If peace processes are only about visits by Bollywood celebrities mouthing platitudes, or worse, indulging in apologetics, then they cannot conceivably be a sound basis for peace. There are some uncomfortable truths that Pakistanis have to face — and which their government is loathe to accept — before there can be genuine reconciliation between the two countries. It is never to early to broach these. For if Pakistan feels that the peace process has gone on long enough to get all impatient about Kashmir, then surely it can’t be too early to talk about ‘sensitive’ issues from the receiving end.
That it took a drunk Feroz Khan to say some of the things that needed to be said — albeit in different circumstances (but since when did spirit respect circumstances?) — speaks for the environment of censorship, both self- and externally imposed, that characterises these cross-border schmooze-fests. If the Mahesh Bhatts go to Pakistan to tell their hosts what they already know then there’s little that they actually achieve. Indeed they may even be misleading their hosts into believing that there is nothing to be forgiven and forgotten.

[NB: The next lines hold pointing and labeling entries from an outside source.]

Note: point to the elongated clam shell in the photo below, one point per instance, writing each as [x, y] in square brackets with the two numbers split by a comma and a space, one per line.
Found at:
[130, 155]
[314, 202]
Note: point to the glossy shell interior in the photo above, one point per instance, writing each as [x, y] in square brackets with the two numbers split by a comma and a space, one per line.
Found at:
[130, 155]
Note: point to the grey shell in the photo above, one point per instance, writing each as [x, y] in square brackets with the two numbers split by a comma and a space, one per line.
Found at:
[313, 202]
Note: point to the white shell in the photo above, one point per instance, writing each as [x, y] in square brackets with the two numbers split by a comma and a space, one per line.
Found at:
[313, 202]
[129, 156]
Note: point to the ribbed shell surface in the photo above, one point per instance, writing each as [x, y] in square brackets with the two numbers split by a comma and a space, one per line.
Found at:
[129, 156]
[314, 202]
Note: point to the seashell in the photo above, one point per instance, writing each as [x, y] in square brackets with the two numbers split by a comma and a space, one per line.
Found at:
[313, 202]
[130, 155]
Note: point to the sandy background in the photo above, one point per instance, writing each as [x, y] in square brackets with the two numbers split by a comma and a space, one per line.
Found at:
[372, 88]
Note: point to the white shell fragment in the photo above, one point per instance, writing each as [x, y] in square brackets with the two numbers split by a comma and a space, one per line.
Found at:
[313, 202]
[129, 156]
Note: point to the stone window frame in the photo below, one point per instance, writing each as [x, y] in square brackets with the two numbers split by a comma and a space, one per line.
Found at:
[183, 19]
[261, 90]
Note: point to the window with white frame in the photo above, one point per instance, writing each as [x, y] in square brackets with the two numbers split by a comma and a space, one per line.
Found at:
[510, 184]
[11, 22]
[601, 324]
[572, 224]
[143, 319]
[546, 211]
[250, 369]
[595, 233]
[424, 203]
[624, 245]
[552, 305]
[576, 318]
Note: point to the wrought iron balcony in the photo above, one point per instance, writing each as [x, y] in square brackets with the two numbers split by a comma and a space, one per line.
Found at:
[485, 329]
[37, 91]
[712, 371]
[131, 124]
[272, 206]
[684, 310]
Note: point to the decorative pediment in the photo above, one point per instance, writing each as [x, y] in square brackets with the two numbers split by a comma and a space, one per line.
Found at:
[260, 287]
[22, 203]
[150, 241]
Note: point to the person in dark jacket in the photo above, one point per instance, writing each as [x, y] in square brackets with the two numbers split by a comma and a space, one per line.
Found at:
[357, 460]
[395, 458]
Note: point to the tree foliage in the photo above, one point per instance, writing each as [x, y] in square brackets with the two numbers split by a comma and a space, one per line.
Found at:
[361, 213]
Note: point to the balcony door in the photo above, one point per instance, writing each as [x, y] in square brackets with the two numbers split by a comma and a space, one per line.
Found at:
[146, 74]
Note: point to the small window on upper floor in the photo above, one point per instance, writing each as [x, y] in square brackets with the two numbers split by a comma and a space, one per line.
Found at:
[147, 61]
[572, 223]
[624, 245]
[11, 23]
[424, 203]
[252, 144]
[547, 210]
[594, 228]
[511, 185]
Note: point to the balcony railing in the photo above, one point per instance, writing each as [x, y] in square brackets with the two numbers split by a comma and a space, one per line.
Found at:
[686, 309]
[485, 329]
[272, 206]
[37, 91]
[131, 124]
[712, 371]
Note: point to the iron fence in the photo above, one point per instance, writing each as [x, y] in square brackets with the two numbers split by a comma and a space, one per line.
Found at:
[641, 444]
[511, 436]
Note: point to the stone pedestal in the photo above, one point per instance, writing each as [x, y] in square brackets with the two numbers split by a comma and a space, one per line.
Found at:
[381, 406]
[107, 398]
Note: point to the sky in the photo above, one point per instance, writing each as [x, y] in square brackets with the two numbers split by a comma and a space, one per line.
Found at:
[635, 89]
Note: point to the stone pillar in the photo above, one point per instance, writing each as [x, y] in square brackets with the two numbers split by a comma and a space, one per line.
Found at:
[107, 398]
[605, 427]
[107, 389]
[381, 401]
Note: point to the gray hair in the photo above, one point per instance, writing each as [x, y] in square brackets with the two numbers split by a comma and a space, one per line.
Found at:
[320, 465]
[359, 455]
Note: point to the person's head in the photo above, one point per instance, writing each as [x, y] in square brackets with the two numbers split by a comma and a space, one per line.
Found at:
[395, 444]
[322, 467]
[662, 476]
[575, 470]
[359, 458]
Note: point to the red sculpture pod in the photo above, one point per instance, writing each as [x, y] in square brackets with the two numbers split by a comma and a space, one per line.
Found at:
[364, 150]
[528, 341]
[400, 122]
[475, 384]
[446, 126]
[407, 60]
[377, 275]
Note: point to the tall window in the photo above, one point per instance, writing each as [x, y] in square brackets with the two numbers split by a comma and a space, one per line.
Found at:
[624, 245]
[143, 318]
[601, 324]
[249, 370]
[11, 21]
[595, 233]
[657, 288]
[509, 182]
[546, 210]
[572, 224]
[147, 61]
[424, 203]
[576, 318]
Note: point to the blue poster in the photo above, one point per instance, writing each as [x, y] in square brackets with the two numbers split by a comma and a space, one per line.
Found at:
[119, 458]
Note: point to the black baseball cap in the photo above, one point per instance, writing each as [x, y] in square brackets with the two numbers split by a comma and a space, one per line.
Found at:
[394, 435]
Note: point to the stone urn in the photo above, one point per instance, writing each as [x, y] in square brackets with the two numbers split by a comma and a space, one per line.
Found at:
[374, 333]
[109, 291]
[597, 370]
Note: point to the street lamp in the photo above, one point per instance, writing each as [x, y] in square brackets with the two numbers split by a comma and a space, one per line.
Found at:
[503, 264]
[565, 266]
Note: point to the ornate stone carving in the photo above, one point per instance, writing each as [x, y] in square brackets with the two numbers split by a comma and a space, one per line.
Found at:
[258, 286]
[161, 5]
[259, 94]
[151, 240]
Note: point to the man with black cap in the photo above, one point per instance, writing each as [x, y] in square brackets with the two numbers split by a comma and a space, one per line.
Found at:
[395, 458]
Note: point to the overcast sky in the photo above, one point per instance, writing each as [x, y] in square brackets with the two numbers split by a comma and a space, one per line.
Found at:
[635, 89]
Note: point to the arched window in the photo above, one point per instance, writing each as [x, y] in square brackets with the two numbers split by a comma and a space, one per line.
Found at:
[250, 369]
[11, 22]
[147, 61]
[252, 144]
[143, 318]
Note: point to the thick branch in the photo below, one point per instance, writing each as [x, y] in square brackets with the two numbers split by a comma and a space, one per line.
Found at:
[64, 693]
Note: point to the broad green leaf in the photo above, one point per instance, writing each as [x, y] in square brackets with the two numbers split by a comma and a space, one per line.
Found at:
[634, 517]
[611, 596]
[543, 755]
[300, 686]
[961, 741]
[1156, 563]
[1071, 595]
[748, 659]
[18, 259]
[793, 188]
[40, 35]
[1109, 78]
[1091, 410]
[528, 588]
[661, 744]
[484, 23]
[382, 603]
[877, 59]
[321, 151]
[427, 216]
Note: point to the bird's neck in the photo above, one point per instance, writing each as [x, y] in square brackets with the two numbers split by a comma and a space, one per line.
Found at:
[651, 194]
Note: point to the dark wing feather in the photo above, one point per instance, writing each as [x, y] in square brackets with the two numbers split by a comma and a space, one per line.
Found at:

Watching Indian television the day after Feroz Khan’s now famous tirade in Pakistan was an experience in itself. The screenfuls of full-of-himself Mahesh Bhatt were tch-tching on the bad behaviour bit while ignoring entirely what exactly Khan actually said:
“India is a secular country,” (Feroz Khan) was quoted by a Pakistani daily as saying. “Muslims there are making a lot of progress. Our President is a Muslim, the PM a Sikh. Pakistan was made in the name of Islam, but look how Muslims are killing each other.
“I have not come here on my own,” he added. “I was invited to come. Our films are so powerful that your government could not stop them for long.” [TOI]For which Mahesh Bhatt duly apologised.
It doesn’t take much to be banned even in Musharraf’s enlightened and moderate Pakistan. This should give advocates of ‘people to people contacts’ some pause for thought. Pakistan’s military establishment will tolerate those contacts to the extent that they don’t disturb its own narrative. For people-to-people contacts to be meaningful, it is not sufficient for Pakistanis to be ‘people like us’ (which itself is questionable at the least). It is necessary for them to have a political set-up like India’s.
The actions of drunk actors are usually not taken seriously (unless, for instance, people are run over as a result). But Musharraf thinks otherwise. He thinks Feroz Khan deserves a ban. We think he deserves an award. (He’s a great actor, by the way, and as a film-maker he brought in Pakistani artistes way before Mahesh Bhatt did.)